En México, las condiciones para aprobar una legislación histórica sobre el derecho a la muerte digna están dadas, según senadores y activistas promotores de la llamada “Ley Trasciende por una Muerte Digna”.
Legisladores, especialistas y pacientes participantes coinciden en la urgencia de legislar en la materia y reconocen la demanda social para avanzar hacia un marco legal que garantice este derecho humano fundamental.
La “Ley Trasciende por una Muerte Digna” propone que personas con enfermedades irreversibles, bajo dictamen médico y solicitud formal del paciente y su familia, puedan acceder a la eutanasia como opción, junto con cuidados paliativos y otros tratamientos permitidos por la ley.
Más de 128 mil ciudadanos y cerca de dos mil profesionales de la salud respaldan la iniciativa, consolidando un consenso social relevante sobre la importancia de la muerte digna en el país.
Senado espera opinión de Secretaría de Salud
Durante el conversatorio “Ley Trasciende: el camino hacia el derecho a la muerte digna”, realizado el día de hoy, el senador Emmanuel Reyes Carmona, de Morena, resaltó que existe una “oportunidad histórica” para impulsar la Ley Trasciende. Apuntó que los distintos grupos parlamentarios del Senado mantienen una agenda común en torno a la incorporación del derecho al bien morir entre los derechos humanos.
Aunque todavía falta la opinión técnica de la Secretaría de Salud, los trabajos legislativos pueden iniciar para discutir y dictaminar el proyecto. Según el legislador, estudios cuantitativos y cualitativos reflejan que más del 70% de la población apoya que el Congreso de la Unión legisle a favor de la Ley Trasciende, lo que incluye la garantía de la muerte digna y el derecho a solicitar la eutanasia en México.
El senador subrayó que el Estado tendría la responsabilidad de garantizar este derecho, mediante la solicitud expresa del paciente y de familiares, así como la evaluación de un comité de ética y de bioética antes de cualquier procedimiento. Además, aclaró que la eutanasia se plantea como una opción adicional, sin sustituir a los cuidados paliativos ni a otros tratamientos médicos.
Iniciativa de “Ley Trasciende” surgió de la empatía
La activista Samara Martínez, paciente e impulsora de la “Ley Trasciende”, enfatizó durante el conversatorio que la lucha por este derecho nació de la indignación y la empatía social, no en recintos institucionales. Argumentó que el reto consiste en revisar y cuestionar lo que se ha normalizado en torno a la muerte y el sufrimiento, advirtiendo que legislar sobre la muerte digna implica definir qué tipo de país se quiere construir.
La Ley Trasciende cuenta con el respaldo de más de 128 mil firmas ciudadanas y casi dos mil especialistas en salud, reflejando su aceptación social. El proyecto establece:
- El derecho a la muerte digna como una garantía humana.
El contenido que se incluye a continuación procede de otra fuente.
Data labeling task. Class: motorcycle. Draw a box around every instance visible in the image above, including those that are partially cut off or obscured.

- El acceso a la eutanasia como opción adicional a los cuidados paliativos y tratamientos médicos.
- Requisitos formales: solicitud expresa del paciente y la familia, y valoración obligatoria de un comité ético y de bioética antes de cualquier intervención.
- Un compromiso estatal de legislar considerando los resultados de estudios de opinión que muestran un amplio apoyo.
Además, se reconoce que el proceso de morir en México está atravesado por importantes desigualdades y que las reformas deben responder tanto a demandas individuales como a asuntos de justicia y equidad en salud pública.
La discusión, en voz de legisladores, especialistas y pacientes, sostiene que el Estado mexicano tiene el deber de garantizar un marco legal que respete plenamente la dignidad humana en la etapa final de la vida.